The NBA dataset is downloaded from www.databasebasketball.com. The raw data contains the year-long NBA statistics of players, teams and coaches for both regular seasons and playoffs. I only use data of seasons 2008-2009 through 2009-2010 due to the consistency, since whole NBA league kept changing because of old team quitting and new team joining since 2000s.
Features | wins | d_ast | d_pts | d_fgm | o_reb |
---|---|---|---|---|---|
Accuracy | 0.6939 | 0.6293 | 0.6199 | 0.613 | 0.611 |
Y is the series outcome of two teams. For example, Boston Celtics plays two games against Los Angeles Lakers in their series. If Celtics wins two games, the series outcome of Celtics is 1, the opposite is 0. However, if they draw, the series outcome will be determined by the most dominant feature, i.e. wins for each team in previous season. The series outcome will be 1 of the team with higher wins rate. Due to lack of the accumulative season data from the database, it is only possible to use series outcome instead of game outcome as Y. In other words, it is impossible using same X data to predict game results of 1 win and 1 lose. That's a limitation of the dataset which I will talk in the later part.

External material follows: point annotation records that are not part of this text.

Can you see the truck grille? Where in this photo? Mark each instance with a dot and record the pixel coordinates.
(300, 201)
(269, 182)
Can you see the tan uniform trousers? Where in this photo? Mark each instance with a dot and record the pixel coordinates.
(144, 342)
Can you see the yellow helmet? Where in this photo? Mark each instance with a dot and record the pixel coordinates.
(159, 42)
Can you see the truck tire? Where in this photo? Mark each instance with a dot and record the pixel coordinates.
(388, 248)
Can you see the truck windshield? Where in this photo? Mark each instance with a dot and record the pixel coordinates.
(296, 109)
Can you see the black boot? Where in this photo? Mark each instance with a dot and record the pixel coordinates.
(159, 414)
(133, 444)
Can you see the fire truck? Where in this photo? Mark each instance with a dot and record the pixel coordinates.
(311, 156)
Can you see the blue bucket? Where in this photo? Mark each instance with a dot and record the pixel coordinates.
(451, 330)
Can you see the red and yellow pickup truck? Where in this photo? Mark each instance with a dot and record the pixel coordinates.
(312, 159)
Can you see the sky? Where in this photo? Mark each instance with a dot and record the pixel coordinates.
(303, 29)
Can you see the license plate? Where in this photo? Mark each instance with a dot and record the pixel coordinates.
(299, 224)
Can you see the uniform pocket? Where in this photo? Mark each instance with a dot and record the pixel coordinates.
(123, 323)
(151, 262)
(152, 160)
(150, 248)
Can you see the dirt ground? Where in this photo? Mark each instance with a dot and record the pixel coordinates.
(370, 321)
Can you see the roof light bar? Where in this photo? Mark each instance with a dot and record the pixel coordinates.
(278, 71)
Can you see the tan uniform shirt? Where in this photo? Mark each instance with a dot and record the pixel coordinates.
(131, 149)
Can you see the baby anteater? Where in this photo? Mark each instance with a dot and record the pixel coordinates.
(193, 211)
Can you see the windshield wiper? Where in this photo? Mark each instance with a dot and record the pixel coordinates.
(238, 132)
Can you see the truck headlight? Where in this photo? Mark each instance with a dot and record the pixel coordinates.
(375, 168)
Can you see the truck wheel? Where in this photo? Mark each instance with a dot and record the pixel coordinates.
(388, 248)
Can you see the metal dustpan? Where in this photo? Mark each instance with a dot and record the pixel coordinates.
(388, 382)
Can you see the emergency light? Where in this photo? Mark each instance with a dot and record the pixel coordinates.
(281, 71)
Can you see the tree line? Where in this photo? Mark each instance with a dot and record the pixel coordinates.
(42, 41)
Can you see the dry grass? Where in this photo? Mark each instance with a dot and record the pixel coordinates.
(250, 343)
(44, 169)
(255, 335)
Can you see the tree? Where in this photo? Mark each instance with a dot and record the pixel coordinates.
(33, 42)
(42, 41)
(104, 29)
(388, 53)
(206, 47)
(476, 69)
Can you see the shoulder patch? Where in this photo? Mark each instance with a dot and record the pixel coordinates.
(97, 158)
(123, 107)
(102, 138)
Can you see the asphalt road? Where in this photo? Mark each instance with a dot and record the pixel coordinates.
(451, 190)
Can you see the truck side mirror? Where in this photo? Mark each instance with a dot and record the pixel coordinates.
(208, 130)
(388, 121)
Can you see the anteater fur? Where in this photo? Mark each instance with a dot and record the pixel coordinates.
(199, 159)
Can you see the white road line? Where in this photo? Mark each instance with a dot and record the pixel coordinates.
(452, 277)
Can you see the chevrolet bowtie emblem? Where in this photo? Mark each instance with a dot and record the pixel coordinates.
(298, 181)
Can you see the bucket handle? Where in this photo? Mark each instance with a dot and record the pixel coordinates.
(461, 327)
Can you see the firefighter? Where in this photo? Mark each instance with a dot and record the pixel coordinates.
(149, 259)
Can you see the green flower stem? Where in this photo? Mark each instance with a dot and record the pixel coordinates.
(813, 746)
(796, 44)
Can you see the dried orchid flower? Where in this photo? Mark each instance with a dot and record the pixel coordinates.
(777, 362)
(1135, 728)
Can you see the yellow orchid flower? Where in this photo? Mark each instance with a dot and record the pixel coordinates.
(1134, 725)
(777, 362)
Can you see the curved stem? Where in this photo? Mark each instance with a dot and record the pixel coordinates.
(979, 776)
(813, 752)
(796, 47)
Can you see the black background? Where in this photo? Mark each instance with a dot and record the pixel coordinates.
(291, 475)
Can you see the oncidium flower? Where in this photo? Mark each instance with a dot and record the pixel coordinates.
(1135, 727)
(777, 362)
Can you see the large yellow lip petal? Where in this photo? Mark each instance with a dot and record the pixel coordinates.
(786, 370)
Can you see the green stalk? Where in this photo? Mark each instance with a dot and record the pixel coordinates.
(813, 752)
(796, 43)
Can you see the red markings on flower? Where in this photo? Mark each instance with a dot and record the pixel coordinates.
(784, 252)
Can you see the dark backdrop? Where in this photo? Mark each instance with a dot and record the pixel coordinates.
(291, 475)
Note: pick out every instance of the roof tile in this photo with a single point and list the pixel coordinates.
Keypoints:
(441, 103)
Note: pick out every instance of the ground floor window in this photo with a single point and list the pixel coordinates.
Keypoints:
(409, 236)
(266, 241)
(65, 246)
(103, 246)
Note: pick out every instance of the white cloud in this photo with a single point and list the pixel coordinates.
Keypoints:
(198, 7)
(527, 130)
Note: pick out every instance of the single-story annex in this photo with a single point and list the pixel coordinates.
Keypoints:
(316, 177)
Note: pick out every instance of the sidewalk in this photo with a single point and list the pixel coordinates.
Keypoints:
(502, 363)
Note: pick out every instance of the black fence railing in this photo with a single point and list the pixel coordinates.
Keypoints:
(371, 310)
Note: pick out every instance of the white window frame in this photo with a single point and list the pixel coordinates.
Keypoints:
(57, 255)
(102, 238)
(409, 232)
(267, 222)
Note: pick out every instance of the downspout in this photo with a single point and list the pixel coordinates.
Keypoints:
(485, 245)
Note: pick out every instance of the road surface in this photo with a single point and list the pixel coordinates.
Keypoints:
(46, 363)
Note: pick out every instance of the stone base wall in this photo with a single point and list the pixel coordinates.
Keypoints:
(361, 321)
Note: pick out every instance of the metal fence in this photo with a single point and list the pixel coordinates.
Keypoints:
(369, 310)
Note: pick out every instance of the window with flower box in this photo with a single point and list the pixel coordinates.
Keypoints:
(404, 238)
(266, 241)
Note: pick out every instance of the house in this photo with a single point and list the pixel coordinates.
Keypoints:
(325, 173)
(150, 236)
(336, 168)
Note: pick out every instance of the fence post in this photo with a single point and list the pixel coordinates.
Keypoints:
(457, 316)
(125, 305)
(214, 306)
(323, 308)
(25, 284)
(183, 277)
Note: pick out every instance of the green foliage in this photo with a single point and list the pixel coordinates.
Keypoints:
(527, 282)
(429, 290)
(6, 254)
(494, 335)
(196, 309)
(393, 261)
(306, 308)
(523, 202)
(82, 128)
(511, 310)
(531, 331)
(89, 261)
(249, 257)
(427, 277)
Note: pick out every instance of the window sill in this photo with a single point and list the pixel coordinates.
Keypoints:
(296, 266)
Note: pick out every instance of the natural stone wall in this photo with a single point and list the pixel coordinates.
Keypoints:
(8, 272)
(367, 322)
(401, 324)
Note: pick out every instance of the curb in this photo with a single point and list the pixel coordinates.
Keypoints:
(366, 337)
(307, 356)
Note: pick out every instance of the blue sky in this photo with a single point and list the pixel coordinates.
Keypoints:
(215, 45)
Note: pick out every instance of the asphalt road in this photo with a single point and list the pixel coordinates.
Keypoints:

In order to get a better understanding of the prediction accuracy, I examined several related work of game outcome prediction. Michael et al. [3] reported up to 73% accuracy to predict NBA games when using linear regression. Hamadani [4] used logistic regression to predict NFL games with accuracy of 64.8%. Radha-Krishna [5] predicted soccer matches with accuracy of 65.5% when using neural networks. In this project, I plan to implement 5 machine learning binary classification methods.
I provided the prediction results of the four implemented algorithms. From the table below, all methods achieve a very satisfied series prediction accuracy except linear regression. However, the game prediction accuracy drops a lot due to the collected data limitation. Overall, the AdaBoost seems to be the best classification algorithms in both game and series prediction.
Algorithms | Linear | Logistic | AdaBoost | KNN |
---|---|---|---|---|
Games Prediction Accuracy | 0.661 | 0.6797 | 0.7016 | 0.6894 |
Series Prediction Accuracy | 0.5655 | 0.8368 | 0.8966 | 0.8506 |
In this project I assume that if a team wins a series, it wins all the games in that series. Clearly, a bad case is the draw in series which can only give me a fixed 50% game prediction accuracy. Therefore, I tried to use KNN to classify the series win/lose/draw results instead of the original win/lose results. Still if a team wins or loses a series, it wins or loses all the games. But if the team draws in a series, it wins and loses equal number of games. The below figure shows the result of this proposed series model instead of the binary classification model. Although the games prediction accuracy increased a little, the series accuracy drops approximately 60% compared to the win/lose model. Because I haven't implemented Neural Networks yet, it is hard to determine whether use this win/lose/draw model or win/lose model to predict game outcomes at this time.
[1] Sports Industry Overview
[2] McMurray, S. (1995). Basketball's new high-tech guru. U.S. News and World Report, December 11, 1995, pp 79 - 80.
[3] Michael Papamichael, Matthew Beckler and Hongfei Wang, NBA Oracle, 2009.
[4] Babak, Hamadani. Predicting the outcome of NFL games using machine learning. Project Report for CS229, Stanford University.
[5] Balla, Radha-Krishna. Soccer Match Result Prediction using Neural Networks. Project report for CS534.
[6] Alan McCabe, An Artificially Intelligent Sports Tipper, in Proceedings : 15th Australian Joint Conference on Artificial Intelligence, 2002.
[7] Yoav Freund, Robert E. Schapire. "A Decision-Theoretic Generalization of on-Line Learning and an Application to Boosting", 1995.
[8] Paul A. Viola, Michael J. Jones, "Robust Real-Time Face Detection", ICCV 2001, Vol. 2, pp. 747.